Correspondance de Voltaire/1764/Lettre 5754

Correspondance : année 1764GarnierŒuvres complètes de Voltaire, tome 43 (p. 310-311).
5754. — À M. DE CHABANON[1].
Au château de Ferney, 2 septembre 1764.

Je vous dois, monsieur, de l’estime et de la reconnaissance, et je m’acquitte de ces deux tributs en vous remerciant avec autant de sensibilité que je vous lis avec plaisir[2]. Vous pensez en philosophe, et vous faites des vers en vrai poëte. Ce n’est pas la philosophie à qui on doit attribuer la décadence des beaux-arts. C’est du temps de Newton qu’ont fleuri les meilleurs poëtes anglais ; Corneille était contemporain de Descartes, et Molière était l’élève de Gassendi. Notre décadence vient peut-être de ce que les orateurs et les poètes du siècle de Louis XIV nous ont dit ce que nous ne savions pas, et qu’aujourd’hui les meilleurs écrivains ne pourraient dire que ce qu’on sait. Le dégoût est venu de l’abondance. Vous avez parfaitement saisi le mérite d’Homère ; mais vous sentez bien, monsieur, qu’on ne doit pas plus écrire aujourd’hui dans son goût qu’on ne doit combattre à la manière d’Achille et de Sarpédon. Racine était un homme adroit ; il louait beaucoup Euripide, l’imitait un peu (il en a pris tout au plus une douzaine de vers), et il le surpassait infiniment. C’est qu’il a su se plier au goût, au génie de la nation un peu ingrate pour laquelle il travaillait ; c’est la seule façon de réussir dans tous les arts. Je veux croire qu’Orphée était un grand musicien ; mais s’il revenait parmi nous pour faire un opéra, je lui conseillerais d’aller à l’école de Rameau.

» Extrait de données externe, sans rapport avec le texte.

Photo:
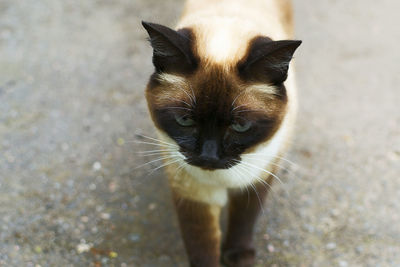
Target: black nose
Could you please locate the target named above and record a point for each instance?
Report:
(209, 151)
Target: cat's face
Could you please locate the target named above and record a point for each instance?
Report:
(215, 113)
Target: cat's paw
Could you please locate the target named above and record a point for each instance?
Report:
(238, 257)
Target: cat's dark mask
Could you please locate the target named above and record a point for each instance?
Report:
(216, 112)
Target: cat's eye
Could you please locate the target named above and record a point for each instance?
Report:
(241, 127)
(184, 120)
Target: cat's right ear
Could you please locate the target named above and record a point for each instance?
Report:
(172, 50)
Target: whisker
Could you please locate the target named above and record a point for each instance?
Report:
(235, 108)
(165, 164)
(155, 139)
(190, 109)
(149, 143)
(261, 169)
(264, 154)
(155, 160)
(249, 110)
(158, 150)
(266, 161)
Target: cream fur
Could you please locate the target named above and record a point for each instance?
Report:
(223, 30)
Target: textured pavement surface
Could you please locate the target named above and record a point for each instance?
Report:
(72, 76)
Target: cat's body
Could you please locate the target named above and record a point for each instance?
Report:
(225, 110)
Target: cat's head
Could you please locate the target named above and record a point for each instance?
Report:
(216, 111)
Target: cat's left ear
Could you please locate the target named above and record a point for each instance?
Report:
(268, 61)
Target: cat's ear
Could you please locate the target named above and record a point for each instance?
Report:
(172, 50)
(267, 61)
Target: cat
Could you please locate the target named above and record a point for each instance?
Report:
(223, 100)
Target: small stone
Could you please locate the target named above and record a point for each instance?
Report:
(112, 186)
(64, 147)
(82, 247)
(105, 216)
(96, 166)
(92, 187)
(152, 206)
(38, 249)
(331, 246)
(113, 254)
(134, 237)
(120, 141)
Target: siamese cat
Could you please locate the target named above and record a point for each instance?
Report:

Je sais bien qu’aujourd’hui les Welches n’ont que leur opéra-comique : mais je suis persuadé que des génies tels que vous peuvent leur ramener le siècle de Louis XIV : c’est à vous de rallumer le reste du feu sacré qui n’est pas encore tout à fait éteint. Je ne suis plus qu’un vieux soldat retiré dans sa chaumière. Je souhaite passionnément que vous combattiez contre le mauvais goût avec plus de succès que nous n’avons résisté à nos autres ennemis. C’est avec ces sentiments très-sincères que j’ai l’honneur d être, monsieur, votre, etc.[3]

  1. Michel-Paul-Gui de Chabanon, né à Saint-Domingue, en 1730, membre de l’Académie française en 1780 ; mort le 10 juillet 1792.
  2. Chabanon avait envoyé à Voltaire son opuscule : Sur le sort de la poésie dans ce siècle philosophe, avec une dissertation sur Homère considéré comme poète tragique, et une tragédie en un acte intitulée Priam au camp d’Achille ; 1764, in-8o.
  3. Un catalogue d’autographes signale à la date du 4 septembre 1764 une lettre du duc de Biron, maréchal de France, gouverneur du Languedoc, à Voltaire.

    Il lui mande qu’il a fait sergent le garde-française Desrivières, qu’il lui avait recommandé.